This story was written by CBS News' Eleanor Tuohy.

Lauren Luke is on a flight from London to New York. She's charming, direct and completely bowled over by what has happened to her life.

If the name Lauren Luke is not familiar to you then you are obviously not a teenage girl or regular YouTube user.

A little over two years ago, 27-year-old Luke was working evenings as a telephone dispatcher for a local cab company, hating the hours and missing her 10-year-old son.

Now she's a YouTube sensation with a cosmetics line due in stores worldwide at the beginning of April, and a book being published in October. All this from an idea started in her bedroom in Tyneside, England.

Luke, a single mother living with her mother and sister, decided the time had come to try something that would allow her to work during her son's school hours. She began selling makeup on Ebay, and as the business picked up, she posted tutorials on proper makeup application on YouTube for her customers. It saved her from typing up e-mails in response to customer questions.

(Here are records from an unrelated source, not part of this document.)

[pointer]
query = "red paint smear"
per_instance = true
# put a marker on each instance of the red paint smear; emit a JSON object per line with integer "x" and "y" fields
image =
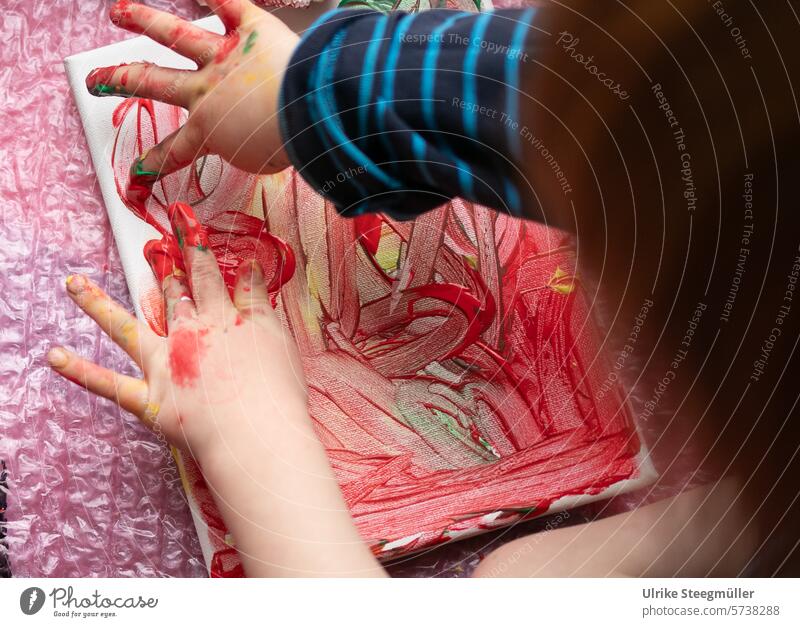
{"x": 229, "y": 43}
{"x": 164, "y": 257}
{"x": 186, "y": 349}
{"x": 184, "y": 222}
{"x": 462, "y": 383}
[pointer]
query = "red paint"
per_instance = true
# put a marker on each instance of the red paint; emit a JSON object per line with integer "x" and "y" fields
{"x": 164, "y": 257}
{"x": 187, "y": 229}
{"x": 419, "y": 376}
{"x": 186, "y": 349}
{"x": 229, "y": 43}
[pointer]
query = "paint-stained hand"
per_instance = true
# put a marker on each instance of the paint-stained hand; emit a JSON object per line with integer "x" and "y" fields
{"x": 232, "y": 97}
{"x": 225, "y": 364}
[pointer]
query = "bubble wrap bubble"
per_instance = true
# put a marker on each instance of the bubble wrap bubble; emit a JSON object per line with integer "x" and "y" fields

That was when Lauren's life changed. An awful lot of people started watching her videos. Her YouTube channel, pancea81, has drawn more than 4.5 million viewers and Luke moves between the first- and second-most watched YouTube slots in Britain. According to Luke, her videos have had 31 million hits worldwide.

The turning point, Luke says, was when she posted a tutorial on how to recreate Leona Lewis' make up from her Bleeding Love music video.

"That's when things really started to go berserk," says Luke. That video alone - shot in her bedroom as she applies the make up to herself looking straight at the camera - had gotten over 2 million hits. It became a template for dozens more videos, each one presented in the same simple style. Many of the videos demonstrate how to create celebrity looks - musicians like Miley Cyrus, Britney Spears, Taylor Swift, and actresses like Kim Kardashian and all of the stars of "Sex and the City."


Lauren Luke will appear on Monday, March 2, 2009.
Luke is beginning to come to terms with the attention.

"I'm over the moon about it," she said. "It didn't dawn on us until people started to come up and say, 'Aaren't you the girl off YouTube?'"

Nintendo called Luke recently, would she be interested in them creating a makeup game centred around her for the Nintendo DS?

"It's mad to think I'll be on a Nintendo game," she laughs.
Part of Luke's massive appeal is how unaffected she is. Despite the cosmetics range coming out worldwide in April (which she is "dead proud of") and the buzz surrounding her growing so quickly that she's had to hire a manager, she still can't quite believe it's happening.

"It's hard when people call themselves 'fans,'" she said. "It's only me and it's quite overwhelming when people look at you in the street and you're wondering if you know them or you've got something on your face."

Despite her obvious appeal to teens, Luke's work is tapping into a very wide demographic. She's getting e-mails from mothers who haven't bothered with makeup for years. And, perhaps most poignantly, gets messages from young girls living with their fathers who don't have a mother to give them makeup tips. To those girls, she's become an online older sister.

A cheery role model, she happily notes "I'm nothing to be jealous of. I just tell the truth - what's good, what's not good. And it's not fluffy."

In Luke's earliest postings, she didn't know how to edit so posted her videos complete with mistakes, all ended with her friendly smile and trademark sign off to viewers, "Zoom, zoom."

The interactions with her fans on YouTube, on her Web site and via Facebook and Twitter clearly mean a great deal to her and despite her seemingly imminent global domination, Lauren Luke has never had a master plan.

"I've no business sense, I've always gone with my gut on what feels right," she said.